The use of fluoride glasses for ultra low loss optical fibers is limited by the transmission loss or attenuation in these fibers. Since the ultimate application of ultra low loss fibers is for long length, repeaterless communications systems, both low transmission loss and length of low loss fibers are of equal concern.
Numerous preform processing techniques have been attempted to provide ultra low loss fluoride glass fibers (Comyns (1989) Critical Reports on Applied Chemistry 27:187-92). All these techniques resulted in fibers with large extrinsic scattering losses, due primarily to bubbles in the center of the preform core and at the core-cladding interface. State of the art glass casting processes have reduced the severity of bubble formation by casting the glasses at lower temperatures to minimize contraction, yet micro-bubbles remain a problem.

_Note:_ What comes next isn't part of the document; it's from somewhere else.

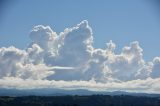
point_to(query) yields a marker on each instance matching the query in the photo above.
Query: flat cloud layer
(69, 61)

The lowest loss achieved with fluoride glass optical fibers has been reported to be 0.7 dB/km for a fiber 30 meters long (Kanamore et al. (1986) Jpn. J. Appl. Phys. 25: L468-L470). Due to the short length of the fiber measured, some laboratories have questioned the accuracy of this measurement, and most researchers believe that the fiber should be at least 100 meters long to obtain accurate measurements. The lowest loss reported for a 100 meter length fluoride fiber is 2.6 dB/km (Williams et al. (1989) Extended Abstracts of the 6th International Conference on Halide Glasses, Clausthal, FRG, pages 521-25).
Fluoride glasses have been estimated to have an intrinsic loss of &lt;0.01 dB/km. The use of such glasses would therefore theoretically increase the distance light signals could be transmitted by an order of magnitude relative to present silica optical fibers, which have intrinsic losses of 0.16 dB/km. The problems in achieving the intrinsic loss values for fluoride fibers are associated with absorption from transition metal ions and rare earth metal ion impurities, and the extrinsic scattering sources which result from glass processing and fiberizing. Presently, the impurity absorptions contribute very little to the measured losses in these fibers, while the scattering losses are the dominant cause of such high optical losses. Therefore, to reduce the scattering losses in these fibers, the method of glass processing requires modification so as to eliminate the sources of defects which give rise to extrinsic scattering.
The lowest losses achieved for fluoride glass optical fibers have all been achieved via a glass melting and casting process to fabricate preforms which are then drawn into fibers. The preform making processes all involve the casting of a core glass into a slightly lower refractive index cladding glass tube. When the core glass is cast, bubbles can be entrapped at the core/cladding glass interface. Then, as the core glass solidifies, a large thermal contraction occurs, creating bubbles in the center of the core. These resultant bubbles not only scatter light, but also provide nucleation sites for crystal formation when the preform is subsequently drawn into a fiber.
While attempts have been made to remove bubbles from fluoride glasses by isothermal heat treatments, this technique has not proved successful (McNamara et al. (1987) Jour. Non-Cryst. Solids 95 & 96:625-32). Some bubbles were eliminated by these heat treatments (presumably vacuum bubbles), but most collapsed to only a minimum diameter, while others broke up into many tiny micro-bubbles. In addition, the temperatures required to remove even the vacuum bubbles were excessive, causing the glass to crystallize and slump or distort geometrically.
As far as the present inventors are aware, no documented methods exist which will produce bubble-free fluoride glass preforms or bulk fluoride glass. Also, while HIP has been used previously to provide reduce defects in the production of conventional silica glass, conventional silica glasses, because of their greater viscosity and the large spread which exists between their glass transition temperatures and their melting points, are less prone to bubbles and crystallization than are fluoride glass fibers. Thus, the ability of a procedure to prevent or reduce defects in a silica glasses is not indicative of that procedure's ability to provide similar benefits in fluoride glasses.